La DRAC, après un démarrage difficile, nous donne l’impression de s’emparer un tant soit peu de la question. Il n’est en effet pas cohérent de se contenter de répercuter le discours ministériel sur le développement de l’emploi culturel en ne s’attaquant pas à tout ce qui sur le terrain lui fait obstacle.
Ainsi, la section régionale avait rédigé il y a deux ou trois ans un courrier à l’attention des maires de la région (qui détient le record national en nombre de communes !) sur les questions amateurs et travail illégal. Dans l’incapacité matérielle d’acheminer ce courrier, nous avons demandé le concours de la DRAC : elle a – partiellement – donné suite à notre demande en faisant parvenir un courrier de teneur similaire mais réduite, et uniquement aux présidents d’associations de maires des deux départements.
Néanmoins, nous devons peut-être à ce courrier l’apparition, dans le programme de manifestations d’une petite commune de la mention amateurs/professionnels associée à chaque troupe. C’est déjà ça.
La DRAC vient aussi de nous aviser qu’elle retirait son soutien financier à une lettre électronique (« Info-Culture ») d’annonces de spectacles, de stages, de concours et de recrutement artistique et administratif, suite à une intervention de notre part concernant un appel d’offres émanant d’une compagnie amateur recherchant des spectacles à destination du primaire et des collègues. L’appel s’adressait à toutes les compagnies, même « éventuellement professionnelles » (!). La position du Rectorat sur cette affaire n’est, quant à elle, pas encore très claire…
Les offres de recrutement amateur de cette lettre électronique excèdent d’ailleurs de loin celles destinées aux professionnels.
Reste à établir des rapports, pour l’heure inexistants, avec les groupements d’amateurs.
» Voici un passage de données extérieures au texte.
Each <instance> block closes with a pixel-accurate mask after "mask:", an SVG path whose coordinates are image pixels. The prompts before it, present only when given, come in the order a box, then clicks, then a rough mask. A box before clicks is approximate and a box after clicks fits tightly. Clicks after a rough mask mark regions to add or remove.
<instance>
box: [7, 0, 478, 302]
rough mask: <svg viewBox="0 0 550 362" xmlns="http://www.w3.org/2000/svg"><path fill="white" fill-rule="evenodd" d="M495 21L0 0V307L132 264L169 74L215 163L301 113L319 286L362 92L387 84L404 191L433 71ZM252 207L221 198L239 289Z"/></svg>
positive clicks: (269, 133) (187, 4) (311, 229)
Nous ne pouvons en rester à un seul affrontement légal, un échange des points de vue et une recherche d’intelligence mutuelle est indispensable, en prolongement à un décret dont tout laisse à penser que sa pleine application et sa mise en œuvre seront difficiles et imparfaites. Il nous appartient d’approcher ce problème avec une volonté de pédagogie, en direction des amateurs comme du public.
Gardons-nous aussi de crier haro sur le baudet. Pour peu qu’elle revienne à ses fondamentaux, la pratique amateur du spectacle vivant est peut-être un des derniers lieux de convivialité, de bénévolat, des valeurs de générosité et de gratuité, dont associations, partis politiques et syndicats déplorent aujourd’hui la déliquescence.
Daniel MURINGER
Avril 2007
très bon bilan d’une situation que malheureusement peu de gens connaissent y compris dans le milieu artistique « amateur ».